We keep revisiting the topic because the courts keep getting it wrong.
And before we go on, a disclosure: this is one of ours, and our law firm and our colleague Jon Houghton rep the property owners.
This moratorium is from the State of Washington (yes, the same State of Washington whose moratorium was recently challenged unsuccessfully in the state courts). But this challenge is to the City of Seattle's moratorium, and is in federal court.
Thus, it was the Ninth Circuit considering the question of whether, by commandeering rental property as pandemic public housing, Washington was on the hook for just compensation. Requiring to house residents -- whatever the reason -- is a physical occupation taking, right?
Not to the Ninth Circuit (and most other courts that have considered the issue). Which in El Papel, LLC v. City of Seattle, No. 22-35656 (Oct. 26, 2023), rejected the owner/lessor's physical occupation takings claim.
Wait, you say, how is this not a physical occupation? After all, the leases which tenants sign onto all condition their right to occupy the premises on the timely payment of rent. Yes, the owner has conditionally transferred a right to occupy (and thus also transferred the right to exclude from the owner to the tenant), but the key word here is "conditionally." Pay rent on time and you can remain. Don't, and permission revoked, and the owner has the right to exclude.

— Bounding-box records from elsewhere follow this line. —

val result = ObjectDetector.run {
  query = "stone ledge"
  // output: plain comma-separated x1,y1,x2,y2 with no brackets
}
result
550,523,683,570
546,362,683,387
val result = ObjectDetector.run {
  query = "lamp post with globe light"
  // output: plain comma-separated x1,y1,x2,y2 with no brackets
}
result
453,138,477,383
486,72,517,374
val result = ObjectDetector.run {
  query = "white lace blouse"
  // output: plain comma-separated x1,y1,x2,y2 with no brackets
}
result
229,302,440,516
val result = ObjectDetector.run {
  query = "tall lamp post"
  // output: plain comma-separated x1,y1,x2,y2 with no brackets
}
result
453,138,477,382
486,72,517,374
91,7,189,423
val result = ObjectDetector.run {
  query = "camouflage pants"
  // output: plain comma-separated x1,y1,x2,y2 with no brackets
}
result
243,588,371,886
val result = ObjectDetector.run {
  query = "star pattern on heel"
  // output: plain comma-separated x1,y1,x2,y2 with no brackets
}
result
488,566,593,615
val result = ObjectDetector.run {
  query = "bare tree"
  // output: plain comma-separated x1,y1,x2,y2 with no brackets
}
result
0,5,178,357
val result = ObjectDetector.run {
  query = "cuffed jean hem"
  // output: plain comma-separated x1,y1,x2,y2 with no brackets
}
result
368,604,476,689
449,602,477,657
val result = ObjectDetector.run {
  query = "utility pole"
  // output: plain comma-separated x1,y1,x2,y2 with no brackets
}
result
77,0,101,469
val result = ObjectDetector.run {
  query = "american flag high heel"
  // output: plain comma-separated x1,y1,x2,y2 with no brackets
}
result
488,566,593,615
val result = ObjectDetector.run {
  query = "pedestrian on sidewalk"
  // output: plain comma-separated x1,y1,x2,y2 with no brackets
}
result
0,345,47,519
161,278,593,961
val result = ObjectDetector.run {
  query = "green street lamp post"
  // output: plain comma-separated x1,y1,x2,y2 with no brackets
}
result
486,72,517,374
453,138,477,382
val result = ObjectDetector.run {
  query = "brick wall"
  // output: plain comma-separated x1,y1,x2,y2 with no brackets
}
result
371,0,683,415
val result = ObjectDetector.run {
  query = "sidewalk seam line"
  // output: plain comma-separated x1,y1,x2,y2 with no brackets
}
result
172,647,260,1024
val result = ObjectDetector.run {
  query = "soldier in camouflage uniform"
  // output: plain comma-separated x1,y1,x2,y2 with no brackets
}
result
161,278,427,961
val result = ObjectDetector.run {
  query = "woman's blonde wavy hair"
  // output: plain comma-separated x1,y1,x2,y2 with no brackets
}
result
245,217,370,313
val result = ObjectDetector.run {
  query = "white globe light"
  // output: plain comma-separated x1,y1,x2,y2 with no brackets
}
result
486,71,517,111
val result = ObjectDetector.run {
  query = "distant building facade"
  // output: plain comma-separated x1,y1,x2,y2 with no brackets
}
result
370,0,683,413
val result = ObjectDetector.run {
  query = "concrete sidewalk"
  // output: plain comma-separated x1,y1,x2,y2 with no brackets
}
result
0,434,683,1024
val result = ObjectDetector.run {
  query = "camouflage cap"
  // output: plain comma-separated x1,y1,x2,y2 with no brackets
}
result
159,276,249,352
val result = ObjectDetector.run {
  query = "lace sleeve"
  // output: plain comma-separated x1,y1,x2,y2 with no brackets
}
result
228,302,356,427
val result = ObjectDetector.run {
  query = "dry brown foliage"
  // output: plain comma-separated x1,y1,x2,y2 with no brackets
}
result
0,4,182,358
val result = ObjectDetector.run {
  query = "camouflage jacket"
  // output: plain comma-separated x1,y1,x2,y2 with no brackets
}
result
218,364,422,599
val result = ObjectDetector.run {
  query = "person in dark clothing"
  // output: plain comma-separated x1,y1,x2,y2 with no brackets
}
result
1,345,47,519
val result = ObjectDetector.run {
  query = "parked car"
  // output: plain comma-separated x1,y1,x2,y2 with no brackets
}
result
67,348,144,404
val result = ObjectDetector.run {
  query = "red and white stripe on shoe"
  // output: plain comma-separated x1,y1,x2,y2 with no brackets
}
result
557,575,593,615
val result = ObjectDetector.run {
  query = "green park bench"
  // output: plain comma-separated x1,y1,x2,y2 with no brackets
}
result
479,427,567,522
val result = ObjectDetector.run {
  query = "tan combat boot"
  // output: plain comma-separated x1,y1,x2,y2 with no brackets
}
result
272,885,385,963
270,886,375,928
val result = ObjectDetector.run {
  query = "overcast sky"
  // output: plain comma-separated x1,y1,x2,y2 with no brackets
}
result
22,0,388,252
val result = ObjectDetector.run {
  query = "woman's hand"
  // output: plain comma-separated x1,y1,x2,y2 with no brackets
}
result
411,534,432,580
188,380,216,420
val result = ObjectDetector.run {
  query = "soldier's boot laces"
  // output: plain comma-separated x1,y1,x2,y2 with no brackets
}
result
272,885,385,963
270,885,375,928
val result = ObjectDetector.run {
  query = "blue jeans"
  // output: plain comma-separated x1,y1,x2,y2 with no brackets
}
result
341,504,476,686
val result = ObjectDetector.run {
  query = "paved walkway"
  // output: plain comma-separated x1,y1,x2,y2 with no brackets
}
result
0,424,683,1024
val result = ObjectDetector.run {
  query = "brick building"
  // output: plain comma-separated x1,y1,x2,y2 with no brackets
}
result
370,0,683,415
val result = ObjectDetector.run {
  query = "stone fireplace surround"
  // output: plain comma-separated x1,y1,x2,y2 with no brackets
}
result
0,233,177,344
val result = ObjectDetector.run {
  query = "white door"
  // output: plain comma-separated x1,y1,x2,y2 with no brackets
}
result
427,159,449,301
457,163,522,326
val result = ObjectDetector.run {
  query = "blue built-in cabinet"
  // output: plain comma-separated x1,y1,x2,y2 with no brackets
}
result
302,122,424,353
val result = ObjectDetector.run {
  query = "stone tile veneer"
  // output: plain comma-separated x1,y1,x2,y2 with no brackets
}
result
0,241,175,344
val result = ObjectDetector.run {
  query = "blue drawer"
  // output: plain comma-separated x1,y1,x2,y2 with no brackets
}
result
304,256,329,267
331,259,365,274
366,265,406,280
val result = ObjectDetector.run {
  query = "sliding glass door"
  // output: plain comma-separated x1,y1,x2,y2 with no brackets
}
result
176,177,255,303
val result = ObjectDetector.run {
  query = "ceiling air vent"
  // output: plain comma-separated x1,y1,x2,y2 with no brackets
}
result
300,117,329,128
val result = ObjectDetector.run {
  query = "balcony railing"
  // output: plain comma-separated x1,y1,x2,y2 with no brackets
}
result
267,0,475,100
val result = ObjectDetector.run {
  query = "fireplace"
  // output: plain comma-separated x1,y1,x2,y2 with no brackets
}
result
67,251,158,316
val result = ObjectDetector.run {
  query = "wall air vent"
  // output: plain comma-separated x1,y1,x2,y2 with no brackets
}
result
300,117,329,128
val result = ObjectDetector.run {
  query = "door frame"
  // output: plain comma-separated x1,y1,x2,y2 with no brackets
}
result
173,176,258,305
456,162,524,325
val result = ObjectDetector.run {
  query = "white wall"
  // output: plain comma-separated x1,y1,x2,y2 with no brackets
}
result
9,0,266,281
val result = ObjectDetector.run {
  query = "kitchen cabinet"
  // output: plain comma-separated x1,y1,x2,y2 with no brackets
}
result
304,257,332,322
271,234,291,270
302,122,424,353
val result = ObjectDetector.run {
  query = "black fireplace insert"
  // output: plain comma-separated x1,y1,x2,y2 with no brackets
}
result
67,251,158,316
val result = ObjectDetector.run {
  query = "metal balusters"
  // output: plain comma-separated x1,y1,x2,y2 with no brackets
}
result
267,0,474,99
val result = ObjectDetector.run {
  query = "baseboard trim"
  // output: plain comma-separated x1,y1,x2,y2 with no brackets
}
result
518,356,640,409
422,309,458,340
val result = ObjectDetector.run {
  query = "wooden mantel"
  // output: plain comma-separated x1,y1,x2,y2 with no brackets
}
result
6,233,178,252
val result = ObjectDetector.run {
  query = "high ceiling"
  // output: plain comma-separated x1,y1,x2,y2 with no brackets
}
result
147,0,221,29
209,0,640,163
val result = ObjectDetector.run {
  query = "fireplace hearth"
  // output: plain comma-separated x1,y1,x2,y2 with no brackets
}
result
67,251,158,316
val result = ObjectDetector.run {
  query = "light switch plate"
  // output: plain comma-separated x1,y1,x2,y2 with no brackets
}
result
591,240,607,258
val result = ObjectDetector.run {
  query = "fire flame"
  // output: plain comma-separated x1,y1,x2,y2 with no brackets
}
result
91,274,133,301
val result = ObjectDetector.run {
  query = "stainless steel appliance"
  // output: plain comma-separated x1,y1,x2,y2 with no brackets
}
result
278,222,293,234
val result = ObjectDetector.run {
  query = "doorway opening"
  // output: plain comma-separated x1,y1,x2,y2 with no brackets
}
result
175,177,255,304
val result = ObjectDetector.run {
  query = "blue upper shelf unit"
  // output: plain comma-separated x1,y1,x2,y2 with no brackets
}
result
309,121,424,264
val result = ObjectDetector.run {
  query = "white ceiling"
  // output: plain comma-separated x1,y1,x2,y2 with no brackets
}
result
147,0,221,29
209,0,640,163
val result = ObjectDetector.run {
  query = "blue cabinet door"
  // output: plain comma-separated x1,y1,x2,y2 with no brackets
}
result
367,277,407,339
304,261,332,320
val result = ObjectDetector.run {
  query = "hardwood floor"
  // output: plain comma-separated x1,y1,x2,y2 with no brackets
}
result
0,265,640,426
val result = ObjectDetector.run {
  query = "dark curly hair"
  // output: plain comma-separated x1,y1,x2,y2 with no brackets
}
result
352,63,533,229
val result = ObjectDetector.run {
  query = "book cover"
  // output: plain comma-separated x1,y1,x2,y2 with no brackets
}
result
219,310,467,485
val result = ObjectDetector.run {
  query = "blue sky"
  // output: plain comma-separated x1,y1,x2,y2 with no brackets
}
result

Read the entire Ninth Circuit opinion (its unpublished, and thus short) for the reason why the panel rejected this reasoning. Yes, it is the Yee v. City of Escondido theory (mis)read yet again:
We likewise conclude that the district court did not err by granting summary judgment in favor of Seattle. We agree with Seattle that the Supreme Court’s decision in Yee v. City of Escondido, 503 U.S. 519 (1992), controls here and forecloses the Landlords’ per se physical-taking claim. The Landlords argue under Cedar Point Nursery v. Hassid, 141 S. Ct. 2063 (2021), that, as applied, Seattle’s eviction restrictions constituted a physical taking. While the Landlords make some compelling points, Cedar Point Nursery does not support their claim.Unlike in Cedar Point Nursery, where a state regulation required agricultural employers to grant entry onto their property to union organizers for up to three hours a day so that the organizers could solicit support for unionization, see 141 S. Ct. at 2069–70, Seattle’s eviction restrictions did not impose a physical occupation on the Landlords, see Yee, 503 U.S. at 527 (“The government effects a physical taking only where it requires the landowner to submit to the physical occupation of his land.”). Nor did Seattle’s restrictions compel the Landlords to use their property for a specific purpose. The Landlords here chose to use their property as residential rentals; the tenants’ occupancy was not imposed over the Landlords’ objection in the first instance. Cf. Yee, 503 U.S. at 528 (finding that the government had not “required any physical invasion of [the owners’] property” by the park owners’ existing tenants).Slip op. at 5-6.
Is the distinction that the Ninth Circuit relies on really a distinction? True enough, the moratorium didn't force open the metaphorical gate to El Papel's property like California in Cedar Point. The property owners here invited the tenants to occupy, and Seattle simply required the owners to keep the gate open and prohibited the owner from getting a trespasser out. Is that really the score, that once you invite someone in, you can be required to house them indefinitely?
When someone's property is pressed into public service and commandeered for pandemic housing, they can't be made to shoulder the cost by themselves, can they?
Something tells us this isn't the end of this issue, for not all courts misread Yee (see here and here, for example).
El Papel, LLC v. City of Seattle, No. 22-35656 (9th Cir. Oct. 26, 2023) (memo.)